The use of focus energy

Submitted by sitarane on Sun, 2010-03-21 03:08

Many scientific models are completely unproven (but not disproven) and are accepted and used because they just seem to fit to reality. Until it is proven that they are wrong, we assume that they are true. That I know of, I can quote the Big Bang theory, the Quantum Theory, the String Theory, the black hole models. In the past, the atom theory (2000 years old, proven since 100).

There is no necessity for a model to be proven true to be accepted. Sometimes proof is just very hard to pin down.

So here is an unproven theory that fits reality quite well:

Let us state that there is, within each human being, a sort of capital or energy available for disposal. A unit that would be very hard to define scientifically for now, as its existence is not proven, but that allows us to construct a striking little model. This "energy", that we shall call "fluid" in the future for the sake of clarity (we can always rename it more conveniently later), would be available to all humans in sensibly the same amounts and everyone unsuspectingly spends it at his will, by undertaking activities that require focus.

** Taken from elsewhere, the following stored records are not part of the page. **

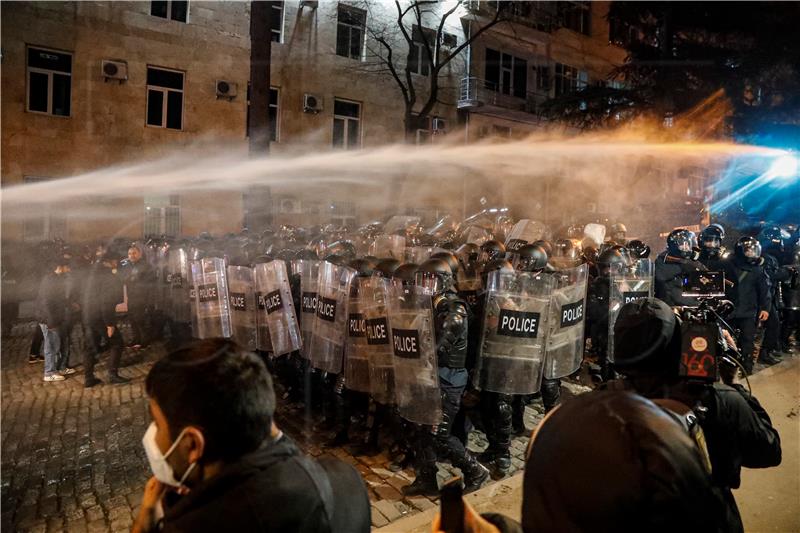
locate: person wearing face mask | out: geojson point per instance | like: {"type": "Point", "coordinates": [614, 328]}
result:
{"type": "Point", "coordinates": [102, 291]}
{"type": "Point", "coordinates": [750, 294]}
{"type": "Point", "coordinates": [220, 463]}
{"type": "Point", "coordinates": [671, 265]}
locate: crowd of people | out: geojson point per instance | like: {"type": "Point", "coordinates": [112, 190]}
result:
{"type": "Point", "coordinates": [421, 337]}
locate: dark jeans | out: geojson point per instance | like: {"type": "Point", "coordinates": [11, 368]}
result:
{"type": "Point", "coordinates": [747, 336]}
{"type": "Point", "coordinates": [442, 443]}
{"type": "Point", "coordinates": [98, 341]}
{"type": "Point", "coordinates": [772, 332]}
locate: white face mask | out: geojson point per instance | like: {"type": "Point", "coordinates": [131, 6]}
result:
{"type": "Point", "coordinates": [162, 470]}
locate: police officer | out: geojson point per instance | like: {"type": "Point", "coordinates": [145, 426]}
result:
{"type": "Point", "coordinates": [671, 265]}
{"type": "Point", "coordinates": [737, 430]}
{"type": "Point", "coordinates": [451, 329]}
{"type": "Point", "coordinates": [750, 295]}
{"type": "Point", "coordinates": [772, 250]}
{"type": "Point", "coordinates": [711, 249]}
{"type": "Point", "coordinates": [597, 305]}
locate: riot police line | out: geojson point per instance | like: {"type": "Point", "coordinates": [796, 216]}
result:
{"type": "Point", "coordinates": [410, 334]}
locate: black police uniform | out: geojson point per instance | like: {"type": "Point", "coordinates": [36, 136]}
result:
{"type": "Point", "coordinates": [750, 294]}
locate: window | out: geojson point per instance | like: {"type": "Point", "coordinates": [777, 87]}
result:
{"type": "Point", "coordinates": [543, 81]}
{"type": "Point", "coordinates": [350, 32]}
{"type": "Point", "coordinates": [418, 60]}
{"type": "Point", "coordinates": [273, 110]}
{"type": "Point", "coordinates": [346, 124]}
{"type": "Point", "coordinates": [575, 16]}
{"type": "Point", "coordinates": [170, 9]}
{"type": "Point", "coordinates": [276, 22]}
{"type": "Point", "coordinates": [506, 74]}
{"type": "Point", "coordinates": [162, 216]}
{"type": "Point", "coordinates": [49, 82]}
{"type": "Point", "coordinates": [164, 98]}
{"type": "Point", "coordinates": [273, 114]}
{"type": "Point", "coordinates": [44, 225]}
{"type": "Point", "coordinates": [569, 79]}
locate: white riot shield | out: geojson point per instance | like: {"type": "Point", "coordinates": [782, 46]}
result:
{"type": "Point", "coordinates": [375, 304]}
{"type": "Point", "coordinates": [525, 232]}
{"type": "Point", "coordinates": [627, 285]}
{"type": "Point", "coordinates": [211, 298]}
{"type": "Point", "coordinates": [330, 323]}
{"type": "Point", "coordinates": [308, 271]}
{"type": "Point", "coordinates": [180, 282]}
{"type": "Point", "coordinates": [242, 299]}
{"type": "Point", "coordinates": [357, 350]}
{"type": "Point", "coordinates": [515, 327]}
{"type": "Point", "coordinates": [567, 320]}
{"type": "Point", "coordinates": [388, 246]}
{"type": "Point", "coordinates": [276, 312]}
{"type": "Point", "coordinates": [416, 370]}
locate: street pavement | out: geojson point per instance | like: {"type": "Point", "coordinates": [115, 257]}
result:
{"type": "Point", "coordinates": [72, 458]}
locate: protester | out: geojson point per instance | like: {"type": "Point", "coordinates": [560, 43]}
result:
{"type": "Point", "coordinates": [641, 471]}
{"type": "Point", "coordinates": [219, 461]}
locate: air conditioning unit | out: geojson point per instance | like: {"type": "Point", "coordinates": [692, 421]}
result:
{"type": "Point", "coordinates": [312, 103]}
{"type": "Point", "coordinates": [449, 40]}
{"type": "Point", "coordinates": [290, 206]}
{"type": "Point", "coordinates": [226, 89]}
{"type": "Point", "coordinates": [114, 70]}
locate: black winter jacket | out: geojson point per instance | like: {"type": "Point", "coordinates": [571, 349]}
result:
{"type": "Point", "coordinates": [275, 489]}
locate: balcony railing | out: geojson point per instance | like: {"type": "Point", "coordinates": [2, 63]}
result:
{"type": "Point", "coordinates": [476, 92]}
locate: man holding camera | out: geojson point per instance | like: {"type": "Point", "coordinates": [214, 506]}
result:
{"type": "Point", "coordinates": [648, 345]}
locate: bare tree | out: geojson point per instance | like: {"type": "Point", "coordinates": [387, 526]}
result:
{"type": "Point", "coordinates": [422, 23]}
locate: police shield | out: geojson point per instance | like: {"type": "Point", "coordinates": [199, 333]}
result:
{"type": "Point", "coordinates": [375, 305]}
{"type": "Point", "coordinates": [357, 349]}
{"type": "Point", "coordinates": [330, 322]}
{"type": "Point", "coordinates": [567, 310]}
{"type": "Point", "coordinates": [627, 285]}
{"type": "Point", "coordinates": [515, 327]}
{"type": "Point", "coordinates": [242, 300]}
{"type": "Point", "coordinates": [180, 283]}
{"type": "Point", "coordinates": [416, 371]}
{"type": "Point", "coordinates": [525, 232]}
{"type": "Point", "coordinates": [308, 270]}
{"type": "Point", "coordinates": [211, 298]}
{"type": "Point", "coordinates": [388, 246]}
{"type": "Point", "coordinates": [276, 311]}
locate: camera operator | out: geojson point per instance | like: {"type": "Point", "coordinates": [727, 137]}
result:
{"type": "Point", "coordinates": [750, 295]}
{"type": "Point", "coordinates": [648, 345]}
{"type": "Point", "coordinates": [671, 265]}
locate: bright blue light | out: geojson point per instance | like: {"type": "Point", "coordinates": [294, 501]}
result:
{"type": "Point", "coordinates": [784, 167]}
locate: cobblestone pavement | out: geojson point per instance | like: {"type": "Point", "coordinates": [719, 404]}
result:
{"type": "Point", "coordinates": [72, 458]}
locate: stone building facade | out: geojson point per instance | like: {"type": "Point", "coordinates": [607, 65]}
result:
{"type": "Point", "coordinates": [165, 95]}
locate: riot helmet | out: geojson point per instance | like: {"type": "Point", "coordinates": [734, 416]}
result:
{"type": "Point", "coordinates": [566, 253]}
{"type": "Point", "coordinates": [619, 232]}
{"type": "Point", "coordinates": [638, 249]}
{"type": "Point", "coordinates": [491, 250]}
{"type": "Point", "coordinates": [531, 258]}
{"type": "Point", "coordinates": [771, 239]}
{"type": "Point", "coordinates": [434, 276]}
{"type": "Point", "coordinates": [749, 250]}
{"type": "Point", "coordinates": [363, 267]}
{"type": "Point", "coordinates": [680, 243]}
{"type": "Point", "coordinates": [711, 238]}
{"type": "Point", "coordinates": [451, 260]}
{"type": "Point", "coordinates": [386, 267]}
{"type": "Point", "coordinates": [611, 260]}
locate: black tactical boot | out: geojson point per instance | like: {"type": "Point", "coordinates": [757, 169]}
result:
{"type": "Point", "coordinates": [474, 476]}
{"type": "Point", "coordinates": [424, 485]}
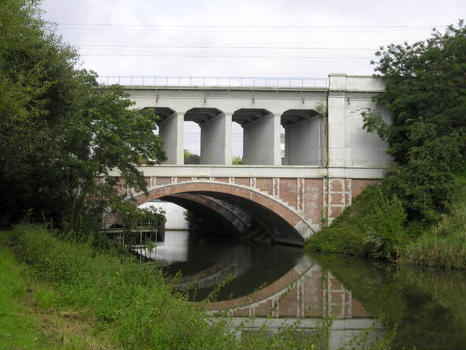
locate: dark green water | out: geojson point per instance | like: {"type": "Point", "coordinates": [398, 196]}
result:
{"type": "Point", "coordinates": [427, 308]}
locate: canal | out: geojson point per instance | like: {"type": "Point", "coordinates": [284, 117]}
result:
{"type": "Point", "coordinates": [280, 284]}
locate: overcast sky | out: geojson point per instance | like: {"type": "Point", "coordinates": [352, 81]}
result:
{"type": "Point", "coordinates": [261, 38]}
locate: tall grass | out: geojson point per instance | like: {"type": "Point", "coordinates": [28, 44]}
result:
{"type": "Point", "coordinates": [130, 302]}
{"type": "Point", "coordinates": [371, 227]}
{"type": "Point", "coordinates": [444, 245]}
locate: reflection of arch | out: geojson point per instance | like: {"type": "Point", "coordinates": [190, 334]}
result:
{"type": "Point", "coordinates": [281, 221]}
{"type": "Point", "coordinates": [306, 290]}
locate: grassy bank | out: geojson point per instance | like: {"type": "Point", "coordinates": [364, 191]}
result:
{"type": "Point", "coordinates": [113, 301]}
{"type": "Point", "coordinates": [31, 319]}
{"type": "Point", "coordinates": [444, 244]}
{"type": "Point", "coordinates": [376, 226]}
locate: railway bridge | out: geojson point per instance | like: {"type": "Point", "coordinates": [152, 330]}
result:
{"type": "Point", "coordinates": [290, 184]}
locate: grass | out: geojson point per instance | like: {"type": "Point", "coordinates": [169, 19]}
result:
{"type": "Point", "coordinates": [443, 245]}
{"type": "Point", "coordinates": [90, 299]}
{"type": "Point", "coordinates": [375, 226]}
{"type": "Point", "coordinates": [371, 227]}
{"type": "Point", "coordinates": [29, 318]}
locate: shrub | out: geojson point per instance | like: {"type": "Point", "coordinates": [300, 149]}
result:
{"type": "Point", "coordinates": [372, 226]}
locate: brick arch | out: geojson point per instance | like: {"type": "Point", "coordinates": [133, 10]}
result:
{"type": "Point", "coordinates": [259, 204]}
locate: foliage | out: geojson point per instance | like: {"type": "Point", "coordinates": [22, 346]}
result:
{"type": "Point", "coordinates": [62, 136]}
{"type": "Point", "coordinates": [444, 244]}
{"type": "Point", "coordinates": [131, 303]}
{"type": "Point", "coordinates": [425, 96]}
{"type": "Point", "coordinates": [426, 99]}
{"type": "Point", "coordinates": [422, 304]}
{"type": "Point", "coordinates": [191, 158]}
{"type": "Point", "coordinates": [371, 227]}
{"type": "Point", "coordinates": [237, 160]}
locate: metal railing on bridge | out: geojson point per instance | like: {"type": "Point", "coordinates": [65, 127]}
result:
{"type": "Point", "coordinates": [215, 82]}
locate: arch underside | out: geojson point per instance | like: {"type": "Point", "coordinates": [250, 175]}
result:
{"type": "Point", "coordinates": [236, 209]}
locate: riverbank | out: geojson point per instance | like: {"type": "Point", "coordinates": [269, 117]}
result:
{"type": "Point", "coordinates": [375, 226]}
{"type": "Point", "coordinates": [67, 294]}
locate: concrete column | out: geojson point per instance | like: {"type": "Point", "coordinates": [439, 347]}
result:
{"type": "Point", "coordinates": [337, 143]}
{"type": "Point", "coordinates": [261, 141]}
{"type": "Point", "coordinates": [303, 142]}
{"type": "Point", "coordinates": [216, 140]}
{"type": "Point", "coordinates": [171, 132]}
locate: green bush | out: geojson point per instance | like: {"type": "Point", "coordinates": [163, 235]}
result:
{"type": "Point", "coordinates": [371, 227]}
{"type": "Point", "coordinates": [133, 302]}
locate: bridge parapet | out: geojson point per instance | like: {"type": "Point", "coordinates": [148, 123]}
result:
{"type": "Point", "coordinates": [321, 126]}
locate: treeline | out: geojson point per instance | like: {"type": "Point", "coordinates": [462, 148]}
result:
{"type": "Point", "coordinates": [416, 214]}
{"type": "Point", "coordinates": [61, 134]}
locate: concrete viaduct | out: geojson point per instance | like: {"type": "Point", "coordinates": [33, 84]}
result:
{"type": "Point", "coordinates": [328, 158]}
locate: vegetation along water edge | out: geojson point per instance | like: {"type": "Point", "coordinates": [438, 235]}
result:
{"type": "Point", "coordinates": [417, 213]}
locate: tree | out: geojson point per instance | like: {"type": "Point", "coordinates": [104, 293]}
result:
{"type": "Point", "coordinates": [426, 97]}
{"type": "Point", "coordinates": [62, 134]}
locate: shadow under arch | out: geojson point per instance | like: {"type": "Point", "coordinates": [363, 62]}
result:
{"type": "Point", "coordinates": [283, 224]}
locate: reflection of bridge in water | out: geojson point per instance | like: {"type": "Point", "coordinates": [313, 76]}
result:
{"type": "Point", "coordinates": [306, 293]}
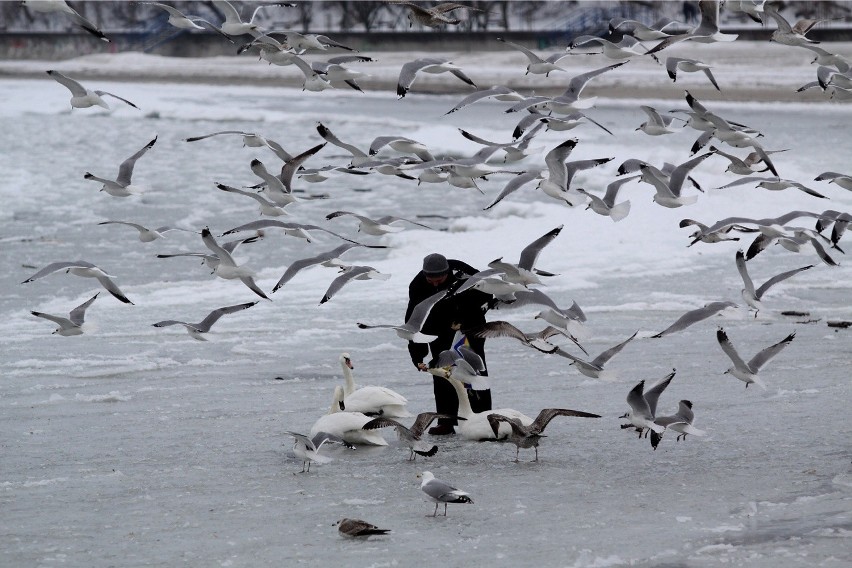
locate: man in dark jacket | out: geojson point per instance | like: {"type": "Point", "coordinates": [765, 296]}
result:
{"type": "Point", "coordinates": [454, 312]}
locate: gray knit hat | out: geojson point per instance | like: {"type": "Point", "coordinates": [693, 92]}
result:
{"type": "Point", "coordinates": [435, 264]}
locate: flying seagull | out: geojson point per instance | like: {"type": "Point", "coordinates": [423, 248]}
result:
{"type": "Point", "coordinates": [595, 368]}
{"type": "Point", "coordinates": [227, 267]}
{"type": "Point", "coordinates": [48, 6]}
{"type": "Point", "coordinates": [81, 97]}
{"type": "Point", "coordinates": [410, 330]}
{"type": "Point", "coordinates": [84, 269]}
{"type": "Point", "coordinates": [409, 72]}
{"type": "Point", "coordinates": [121, 186]}
{"type": "Point", "coordinates": [680, 422]}
{"type": "Point", "coordinates": [643, 406]}
{"type": "Point", "coordinates": [753, 296]}
{"type": "Point", "coordinates": [146, 235]}
{"type": "Point", "coordinates": [350, 273]}
{"type": "Point", "coordinates": [73, 324]}
{"type": "Point", "coordinates": [197, 330]}
{"type": "Point", "coordinates": [328, 258]}
{"type": "Point", "coordinates": [530, 436]}
{"type": "Point", "coordinates": [747, 372]}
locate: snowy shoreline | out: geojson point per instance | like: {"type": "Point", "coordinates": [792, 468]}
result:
{"type": "Point", "coordinates": [745, 71]}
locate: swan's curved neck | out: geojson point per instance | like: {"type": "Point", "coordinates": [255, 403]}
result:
{"type": "Point", "coordinates": [349, 381]}
{"type": "Point", "coordinates": [336, 400]}
{"type": "Point", "coordinates": [465, 411]}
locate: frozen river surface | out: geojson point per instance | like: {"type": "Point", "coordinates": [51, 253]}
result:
{"type": "Point", "coordinates": [132, 445]}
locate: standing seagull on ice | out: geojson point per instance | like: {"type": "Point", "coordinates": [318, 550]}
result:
{"type": "Point", "coordinates": [48, 6]}
{"type": "Point", "coordinates": [410, 330]}
{"type": "Point", "coordinates": [411, 436]}
{"type": "Point", "coordinates": [409, 72]}
{"type": "Point", "coordinates": [643, 406]}
{"type": "Point", "coordinates": [121, 186]}
{"type": "Point", "coordinates": [753, 296]}
{"type": "Point", "coordinates": [84, 269]}
{"type": "Point", "coordinates": [441, 492]}
{"type": "Point", "coordinates": [81, 97]}
{"type": "Point", "coordinates": [73, 324]}
{"type": "Point", "coordinates": [197, 330]}
{"type": "Point", "coordinates": [530, 436]}
{"type": "Point", "coordinates": [680, 422]}
{"type": "Point", "coordinates": [747, 372]}
{"type": "Point", "coordinates": [307, 449]}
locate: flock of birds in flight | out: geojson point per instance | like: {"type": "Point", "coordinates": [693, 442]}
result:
{"type": "Point", "coordinates": [356, 413]}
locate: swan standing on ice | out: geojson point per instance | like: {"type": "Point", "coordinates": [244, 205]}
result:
{"type": "Point", "coordinates": [370, 399]}
{"type": "Point", "coordinates": [347, 425]}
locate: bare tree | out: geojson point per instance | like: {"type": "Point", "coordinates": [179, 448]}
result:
{"type": "Point", "coordinates": [367, 14]}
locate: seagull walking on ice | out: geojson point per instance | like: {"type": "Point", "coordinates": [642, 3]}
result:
{"type": "Point", "coordinates": [121, 186]}
{"type": "Point", "coordinates": [441, 492]}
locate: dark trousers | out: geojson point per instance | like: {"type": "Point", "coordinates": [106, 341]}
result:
{"type": "Point", "coordinates": [446, 401]}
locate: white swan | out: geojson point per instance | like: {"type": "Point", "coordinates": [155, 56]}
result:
{"type": "Point", "coordinates": [370, 399]}
{"type": "Point", "coordinates": [347, 425]}
{"type": "Point", "coordinates": [475, 425]}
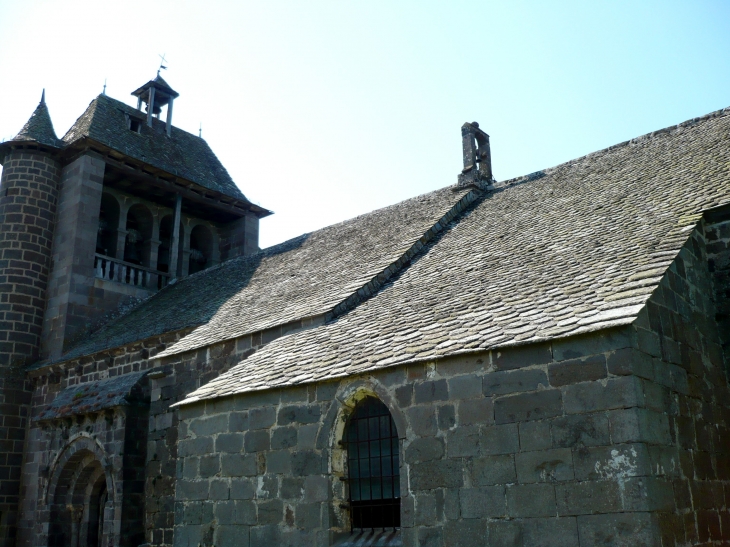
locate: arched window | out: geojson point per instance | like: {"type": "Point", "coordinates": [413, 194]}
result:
{"type": "Point", "coordinates": [77, 505]}
{"type": "Point", "coordinates": [373, 466]}
{"type": "Point", "coordinates": [106, 236]}
{"type": "Point", "coordinates": [201, 245]}
{"type": "Point", "coordinates": [163, 253]}
{"type": "Point", "coordinates": [139, 233]}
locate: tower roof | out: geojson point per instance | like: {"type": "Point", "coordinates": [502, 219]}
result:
{"type": "Point", "coordinates": [183, 154]}
{"type": "Point", "coordinates": [163, 94]}
{"type": "Point", "coordinates": [39, 127]}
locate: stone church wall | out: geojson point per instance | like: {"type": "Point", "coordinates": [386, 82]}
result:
{"type": "Point", "coordinates": [686, 415]}
{"type": "Point", "coordinates": [504, 445]}
{"type": "Point", "coordinates": [149, 471]}
{"type": "Point", "coordinates": [618, 437]}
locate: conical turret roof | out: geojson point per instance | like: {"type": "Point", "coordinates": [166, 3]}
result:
{"type": "Point", "coordinates": [39, 127]}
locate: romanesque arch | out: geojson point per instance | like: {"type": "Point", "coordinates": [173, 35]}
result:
{"type": "Point", "coordinates": [163, 254]}
{"type": "Point", "coordinates": [350, 397]}
{"type": "Point", "coordinates": [201, 248]}
{"type": "Point", "coordinates": [106, 237]}
{"type": "Point", "coordinates": [139, 234]}
{"type": "Point", "coordinates": [80, 497]}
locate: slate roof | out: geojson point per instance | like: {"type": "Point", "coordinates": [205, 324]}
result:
{"type": "Point", "coordinates": [304, 277]}
{"type": "Point", "coordinates": [94, 396]}
{"type": "Point", "coordinates": [39, 127]}
{"type": "Point", "coordinates": [573, 249]}
{"type": "Point", "coordinates": [181, 154]}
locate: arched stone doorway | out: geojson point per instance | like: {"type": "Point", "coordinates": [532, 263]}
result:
{"type": "Point", "coordinates": [80, 498]}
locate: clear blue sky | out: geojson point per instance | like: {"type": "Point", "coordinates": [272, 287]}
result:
{"type": "Point", "coordinates": [324, 110]}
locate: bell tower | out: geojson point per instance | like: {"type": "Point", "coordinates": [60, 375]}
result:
{"type": "Point", "coordinates": [155, 94]}
{"type": "Point", "coordinates": [28, 194]}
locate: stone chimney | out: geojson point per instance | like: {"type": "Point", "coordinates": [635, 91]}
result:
{"type": "Point", "coordinates": [477, 157]}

Mathematically, Focus would be a derivative of Fluid.

Basically, this "fluid" would be the fuel of our capacity to focus our minds. If an individual keeps on needing focus after his daily capital of "fluid" is spent, he will feel nervous fatigue. If another goes to bed without having spent much of it, he will sleep poorly. One complete sleep cycle refills the fluid to its original level (minus an infinitesimal quantity that we will come back to later).